[Date Prev][Date Next]
[Chronological]
[Thread]
[Top]
Re: Authentication Methods for LDAP - last call (mandatory CRAM-MD5)
> X-SMAP-Received-From: outside
> Resent-Date: Mon, 3 Aug 1998 15:52:10 -0700 (PDT)
> Date: Mon, 03 Aug 1998 17:46:37 -0500
> From: Mark Wahl <M.Wahl@INNOSOFT.COM>
> Subject: Re: Authentication Methods for LDAP - last call (mandatory CRAM-MD5)
> To: Jeff.Hodges@stanford.edu
> Cc: ietf-ldapext@netscape.com
> MIME-version: 1.0
> Resent-Message-ID: <"jxJS7.0.303.MyZnr"@glacier>
> Resent-From: ietf-ldapext@netscape.com
> X-Mailing-List: <ietf-ldapext@netscape.com> archive/latest/591
> X-Loop: ietf-ldapext@netscape.com
> Resent-Sender: ietf-ldapext-request@netscape.com
>
>
> > Client and server mplementations MUST have provisions for end-user addition
> > of support for at least these security mechanisms: <list of SASL mechs
here>.
>
> I don't think this statement is suitable for this document. The majority
> of IETF specifications describe the exchange of bits on the wire. So long as
> two implementations can generate/parse the same bits, then they interoperate.

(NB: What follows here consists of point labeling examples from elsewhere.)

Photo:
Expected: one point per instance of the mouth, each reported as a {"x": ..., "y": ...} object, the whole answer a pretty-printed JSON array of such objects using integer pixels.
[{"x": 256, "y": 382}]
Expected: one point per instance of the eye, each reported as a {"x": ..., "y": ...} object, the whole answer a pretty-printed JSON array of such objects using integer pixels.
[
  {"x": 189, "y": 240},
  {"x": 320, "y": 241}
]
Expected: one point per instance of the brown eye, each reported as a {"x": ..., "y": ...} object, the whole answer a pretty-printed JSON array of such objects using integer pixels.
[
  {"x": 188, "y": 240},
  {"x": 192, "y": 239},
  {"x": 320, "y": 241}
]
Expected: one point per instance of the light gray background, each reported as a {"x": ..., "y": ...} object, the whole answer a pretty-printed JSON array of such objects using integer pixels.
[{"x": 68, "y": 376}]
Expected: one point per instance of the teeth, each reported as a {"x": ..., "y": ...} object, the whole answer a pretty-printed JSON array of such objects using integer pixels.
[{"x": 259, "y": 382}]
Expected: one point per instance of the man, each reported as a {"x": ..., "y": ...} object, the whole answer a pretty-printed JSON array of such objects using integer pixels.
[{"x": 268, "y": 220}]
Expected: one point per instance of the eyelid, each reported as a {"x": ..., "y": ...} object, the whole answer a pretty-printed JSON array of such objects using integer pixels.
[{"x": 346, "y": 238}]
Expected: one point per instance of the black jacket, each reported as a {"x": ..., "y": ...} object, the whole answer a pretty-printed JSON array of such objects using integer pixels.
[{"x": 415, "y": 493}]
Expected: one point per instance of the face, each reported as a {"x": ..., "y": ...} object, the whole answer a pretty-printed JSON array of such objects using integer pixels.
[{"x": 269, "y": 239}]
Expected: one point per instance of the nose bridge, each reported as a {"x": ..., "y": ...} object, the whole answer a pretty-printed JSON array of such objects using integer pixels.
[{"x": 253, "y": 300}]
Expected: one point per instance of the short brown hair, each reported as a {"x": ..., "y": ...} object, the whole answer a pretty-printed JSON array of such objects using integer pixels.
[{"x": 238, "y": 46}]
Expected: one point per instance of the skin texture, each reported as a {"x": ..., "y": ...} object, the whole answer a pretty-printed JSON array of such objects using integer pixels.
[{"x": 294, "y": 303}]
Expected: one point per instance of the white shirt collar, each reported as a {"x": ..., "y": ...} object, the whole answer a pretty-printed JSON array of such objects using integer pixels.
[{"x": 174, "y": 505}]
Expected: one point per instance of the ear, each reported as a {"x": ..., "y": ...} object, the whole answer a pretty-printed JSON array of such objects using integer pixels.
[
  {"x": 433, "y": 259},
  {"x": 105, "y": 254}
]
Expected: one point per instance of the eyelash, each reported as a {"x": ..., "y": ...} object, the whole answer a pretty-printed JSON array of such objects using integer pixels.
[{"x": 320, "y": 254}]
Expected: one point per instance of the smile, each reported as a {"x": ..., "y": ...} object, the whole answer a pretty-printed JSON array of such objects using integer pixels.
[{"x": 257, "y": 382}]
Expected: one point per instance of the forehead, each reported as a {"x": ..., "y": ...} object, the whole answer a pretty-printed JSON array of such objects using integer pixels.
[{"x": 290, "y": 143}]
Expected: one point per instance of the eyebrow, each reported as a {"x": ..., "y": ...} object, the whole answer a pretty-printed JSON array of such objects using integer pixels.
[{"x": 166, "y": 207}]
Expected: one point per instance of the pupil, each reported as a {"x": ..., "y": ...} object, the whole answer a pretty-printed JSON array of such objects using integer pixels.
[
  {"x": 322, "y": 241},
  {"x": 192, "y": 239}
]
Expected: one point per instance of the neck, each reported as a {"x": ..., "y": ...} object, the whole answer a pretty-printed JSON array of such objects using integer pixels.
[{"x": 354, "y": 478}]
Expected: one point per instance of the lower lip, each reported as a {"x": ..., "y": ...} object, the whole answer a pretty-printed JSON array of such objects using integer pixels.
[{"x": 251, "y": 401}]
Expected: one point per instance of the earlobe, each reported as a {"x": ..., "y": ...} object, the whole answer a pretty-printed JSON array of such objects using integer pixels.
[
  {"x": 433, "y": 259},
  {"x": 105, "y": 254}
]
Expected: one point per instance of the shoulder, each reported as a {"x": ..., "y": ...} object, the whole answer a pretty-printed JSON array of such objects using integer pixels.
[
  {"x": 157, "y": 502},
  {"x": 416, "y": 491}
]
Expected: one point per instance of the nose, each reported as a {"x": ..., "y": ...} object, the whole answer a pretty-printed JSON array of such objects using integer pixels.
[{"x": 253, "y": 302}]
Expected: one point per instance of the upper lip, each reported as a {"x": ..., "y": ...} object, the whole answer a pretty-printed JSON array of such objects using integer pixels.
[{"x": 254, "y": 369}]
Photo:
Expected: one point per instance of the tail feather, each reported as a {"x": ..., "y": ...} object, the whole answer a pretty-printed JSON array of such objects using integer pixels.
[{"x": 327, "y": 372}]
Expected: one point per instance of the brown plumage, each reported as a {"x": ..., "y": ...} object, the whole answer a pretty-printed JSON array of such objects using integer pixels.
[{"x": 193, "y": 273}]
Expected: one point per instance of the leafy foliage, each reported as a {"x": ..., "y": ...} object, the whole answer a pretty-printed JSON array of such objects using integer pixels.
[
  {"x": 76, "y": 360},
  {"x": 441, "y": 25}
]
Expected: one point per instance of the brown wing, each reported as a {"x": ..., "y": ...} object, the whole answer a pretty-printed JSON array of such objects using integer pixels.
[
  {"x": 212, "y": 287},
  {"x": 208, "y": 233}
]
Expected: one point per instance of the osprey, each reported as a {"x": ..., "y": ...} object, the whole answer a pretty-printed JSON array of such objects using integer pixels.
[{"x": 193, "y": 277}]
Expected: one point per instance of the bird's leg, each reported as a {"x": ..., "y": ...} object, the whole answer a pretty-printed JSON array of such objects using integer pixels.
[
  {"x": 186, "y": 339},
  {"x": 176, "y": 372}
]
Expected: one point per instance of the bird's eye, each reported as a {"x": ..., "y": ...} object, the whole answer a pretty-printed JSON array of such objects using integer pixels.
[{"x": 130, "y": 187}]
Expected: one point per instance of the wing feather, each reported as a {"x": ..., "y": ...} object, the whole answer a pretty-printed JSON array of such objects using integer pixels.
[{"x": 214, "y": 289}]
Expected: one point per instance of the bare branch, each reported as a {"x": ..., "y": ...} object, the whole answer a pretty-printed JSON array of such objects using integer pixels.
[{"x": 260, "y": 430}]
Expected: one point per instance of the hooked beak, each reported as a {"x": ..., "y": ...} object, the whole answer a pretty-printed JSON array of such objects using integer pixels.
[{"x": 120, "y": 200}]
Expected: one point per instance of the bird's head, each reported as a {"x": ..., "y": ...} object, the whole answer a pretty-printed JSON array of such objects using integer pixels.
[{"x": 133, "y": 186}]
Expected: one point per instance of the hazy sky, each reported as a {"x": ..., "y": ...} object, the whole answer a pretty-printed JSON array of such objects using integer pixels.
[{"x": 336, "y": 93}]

> Currently the SASL API documents are an internet-draft for the client side,
> and require much more spec'ing (IMHO) on the server side. Requiring ALL
LDAPv3
> implementations, including an embedded LDAP client in a nonprogrammable device
> to support pluggable modules with an API that is still being developed does
> not seem successful.
>
> > [E.g. the fashion in which Netscape's client SDKs and Directory servers are
> > extensible through plug-ins.]
>
> As our ours and other clients and servers, but with a different API (and
> different language bindings?) since there is no one standard language.
>
> I would suggest that IF and WHEN suitable APIs for SASL become Standards Track
> (or at least informational), then LDAP implementations that support the
> reconfiguration of SASL mechanisms SHOULD do so with these APIs.
>
> > So, I think the CRAM-MD5 thing is fine (for now), but I wonder if the doc
> > goes far enough in that it doesn't profile Kerberos v4 or GSSAPI (Kerberos
> > v5 et al)
>
> Could you point me at any examples or papers describing the use of Kerberos
> SASL mechanisms on the wide-area Internet, especially where the client and
> server are located in different organizations? There is specification work
> going in PKIX and elsewhere on how to handle cross-certification for use by
> Start TLS, but I am not familar with that kind of activity for Kerberos.
>
> Mark Wahl, Directory Product Architect
> Innosoft International, Inc.
Public key certificates in Kerberos are specified in
draft-ietf-cat-kerberos-pk-init-06.txt.